Two independent layers, each on its own cadence:

Layer 1 — Base context (refreshed every contextCadence turns):

  1. SESSION SUMMARY — from session.context(summary=True), placed first
  2. User Representation — Honcho's evolving model of the user
  3. User Peer Card — key facts snapshot
  4. AI Self-Representation — Honcho's model of the AI peer
  5. AI Identity Card — AI peer facts

Layer 2 — Dialectic supplement (fired every dialecticCadence turns): Multi-pass .chat() reasoning about the user, appended after base context.

Both layers are joined, then truncated to fit contextTokens budget via _truncate_to_budget (tokens × 4 chars, word-boundary safe).

Cold Start vs Warm Session Prompts

Dialectic pass 0 automatically selects its prompt based on session state:

  • Cold (no base context cached): "Who is this person?
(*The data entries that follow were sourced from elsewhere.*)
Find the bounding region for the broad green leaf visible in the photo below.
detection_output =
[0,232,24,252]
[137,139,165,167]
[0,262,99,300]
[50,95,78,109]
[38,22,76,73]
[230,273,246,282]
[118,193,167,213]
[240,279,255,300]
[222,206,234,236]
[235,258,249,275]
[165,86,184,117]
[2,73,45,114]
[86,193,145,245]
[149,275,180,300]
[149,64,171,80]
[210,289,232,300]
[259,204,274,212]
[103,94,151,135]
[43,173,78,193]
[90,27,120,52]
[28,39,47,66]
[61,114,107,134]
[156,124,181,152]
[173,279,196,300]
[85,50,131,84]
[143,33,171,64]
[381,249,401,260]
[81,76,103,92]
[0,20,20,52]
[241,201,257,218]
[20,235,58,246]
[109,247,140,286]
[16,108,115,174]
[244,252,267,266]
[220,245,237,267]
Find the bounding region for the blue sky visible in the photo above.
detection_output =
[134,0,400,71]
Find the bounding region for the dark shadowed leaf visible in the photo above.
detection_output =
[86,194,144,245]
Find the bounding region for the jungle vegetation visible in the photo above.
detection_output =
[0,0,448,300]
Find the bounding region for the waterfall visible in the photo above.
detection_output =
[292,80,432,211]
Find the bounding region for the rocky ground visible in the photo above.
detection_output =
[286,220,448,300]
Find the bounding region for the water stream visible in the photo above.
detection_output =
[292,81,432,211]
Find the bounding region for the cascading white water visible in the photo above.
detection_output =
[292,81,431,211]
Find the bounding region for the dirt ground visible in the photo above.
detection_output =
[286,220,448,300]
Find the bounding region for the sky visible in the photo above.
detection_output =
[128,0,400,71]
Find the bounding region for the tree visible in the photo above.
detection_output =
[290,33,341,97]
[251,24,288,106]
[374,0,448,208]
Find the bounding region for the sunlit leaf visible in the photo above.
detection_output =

What are their preferences, goals, and working style? Focus on facts that would help an AI assistant be immediately useful."
  • Warm (base context exists): "Given what's been discussed in this session so far, what context about this user is most relevant to the current conversation? Prioritize active context over biographical facts."

Not configurable — determined automatically.

Dialectic Depth (Multi-Pass Reasoning)

dialecticDepth (1–3, clamped) controls how many .chat() calls fire per dialectic cycle:

DepthPassesBehavior
1single .chat()Base query only (cold or warm prompt)
2audit + synthesisPass 0 result is self-audited; pass 1 does targeted synthesis. Conditional bail-out if pass 0 returns strong signal (>300 chars or structured with bullets/sections >100 chars)
3audit + synthesis + reconciliationPass 2 reconciles contradictions across prior passes into a final synthesis

Proportional Reasoning Levels

When dialecticDepthLevels is not set, each pass uses a proportional level relative to dialecticReasoningLevel (the "base"):

DepthPass levels
1[base]
2[minimal, base]
3[minimal, base, low]

Override with dialecticDepthLevels: an explicit array of reasoning level strings per pass.

Three Orthogonal Dialectic Knobs

KnobControlsType
dialecticCadenceHow often — minimum turns between dialectic firingsint
dialecticDepthHow many — passes per firing (1–3)int
dialecticReasoningLevelHow hard — reasoning ceiling per .chat() callstring

Input Sanitization

run_conversation strips leaked <memory-context> blocks from user input before processing. When saveMessages persists a turn that included injected context, the block can reappear in subsequent turns via message history. The sanitizer removes <memory-context> blocks plus associated system notes.

Tools

Five bidirectional tools. All accept an optional peer parameter ("user" or "ai", default "user").

ToolLLM call?Description
honcho_profileNoPeer card — key facts snapshot
honcho_searchNoSemantic search over stored context (800 tok default, 2000 max)
honcho_contextNoFull session context: summary, representation, card, messages
honcho_reasoningYesLLM-synthesized answer via dialectic .chat()
honcho_concludeNoWrite a persistent fact/conclusion about the user

Tool visibility depends on recallMode: hidden in context mode, always present in tools and hybrid.

Config Resolution

Config is read from the first file that exists:

PriorityPathScope
1$HERMES_HOME/honcho.jsonProfile-local (isolated Hermes instances)
2~/.hermes/honcho.jsonDefault profile (shared host blocks)
3~/.honcho/config.jsonGlobal (cross-app interop)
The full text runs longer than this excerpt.